Como estratégia para um novo modelo de comunicação global, um processo mais horizontal no fluxo de informação e conhecimento, com diálogo, tendo a sociedade civil como protagonista, mais voltado para valorização das diferentes culturas e da democracia. Assim, o relatório indicava a constituição de políticas nacionais de comunicação e o estabelecimento de uma Nova Ordem Mundial da Informação e Comunicação (Nomic).

Brasil

“Falta muita política pública para garantir o direito à comunicação, para garantir que ele se efetive na prática”, afirmou Marina Pita, membro do Coletivo Intervozes.
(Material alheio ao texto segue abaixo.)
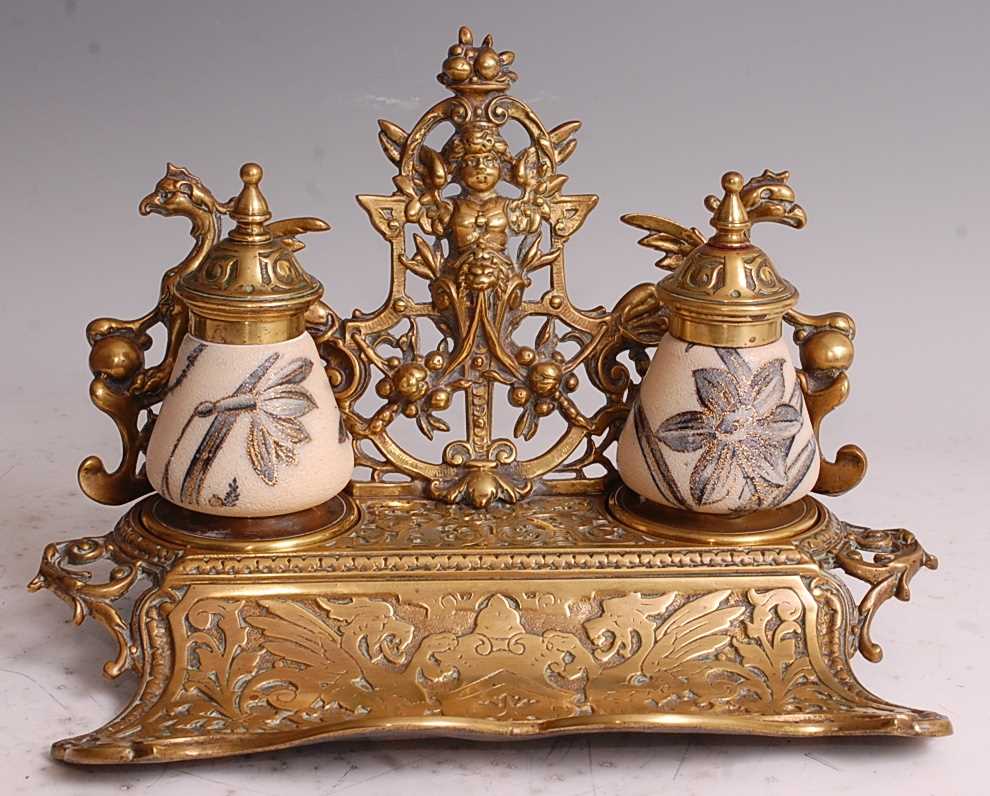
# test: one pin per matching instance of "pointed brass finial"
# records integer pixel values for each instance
(250, 288)
(726, 291)
(730, 219)
(250, 208)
No Brasil, até hoje, ainda há uma alta concentração de mídia e empecilhos na concretização da comunicação como um direito. Há dispositivos constitucionais que proíbem a concentração, o monopólio e o oligopólio dos meios de comunicação, porém eles não são cumpridos. A concentração de mídia no Brasil foi tema da pesquisa Monitoramento da Propriedade de Mídia, resultado de parceria entre o coletivo Intervozes e a organização Repórter sem fronteiras. Divulgado em 2017, o resultado da pesquisa indicou a falta de transparência e interferências econômicas, religiosas e políticas, além da alta concentração de audiência, de propriedade e geográfica, a despeito das garantias constitucionais.

Na Constituição Federal de 1988, existe um capítulo sobre a comunicação, entre os artigos 220 e 224. Embora estejam expressos os direitos à manifestação de pensamento, de criação, a expressão e a informação, sem restrição ou qualquer censura – política, ideológica e artística, com plena liberdade jornalística, a comunicação ainda é vista como um serviço prestado por entes públicos e privados.  Mesmo que a preocupação com as concessões, de rádio e televisão, ainda seja importante, é necessário falar sobre o acesso à internet, a preços acessíveis para população: "Hoje, no Brasil, que é uma das maiores economias do mundo, a gente tem apenas 50% da população com seus domicílios conectados. E ainda esses 50%, em geral, são domicílios conectados precariamente", explicou Marina. Em um desafio de atualização de pautas de Direitos Humanos no século 21, outras questões também surgem, como as políticas de curadoria, de construção de inteligência feita por máquinas, até mesmo as representações virtuais de seres humanos e a propriedade de dados sobre as pessoas pelas empresas, para além do direito à privacidade: “A tal ponto que se poderia hoje tomar como um dos grandes desafios relacionados à Declaração Universal dos Direitos Humanos que ela estenda esses direitos ao nosso self virtual”, pontuou Ricardo Rodrigues, professor da USP.

Internet 

A preocupação com os desafios impostos pelas tecnologias de informação e comunicação e a internet levou à criação da Lei No12965/2014, que estabelece princípios, garantias, direitos e deveres para o uso da Internet no Brasil, tendo como base a ideia de neutralidade da rede, privacidade, função social e também a garantia da liberdade de expressão e transmissão de conhecimento. Conhecido como Marco civil da internet, foi um projeto construído com ampla participação da população.

Outra atividade crucial para um debate público relacionado a políticas de comunicação, em termos da participação da sociedade, foi a realização da I Conferência Nacional de Comunicação, em 2009, também antecedida por diversas etapas preparatórias e debates nas 27 unidades da Federação, envolvendo milhares de pessoas.

A afirmação da comunicação como um direito humano a ser incluído na Constituição Federal e a definição do acesso à internet banda larga como direito fundamental a ser estabelecido como serviço em regime público foram alguns dos pleitos da conferência.  Também resultado da conferência, o documento Plataforma para um novo Marco Regulatório das Comunicações no Brasil foi apresentado ao Governo e à sociedade, com diretrizes para reformulação do conjunto de leis para as comunicações no Brasil.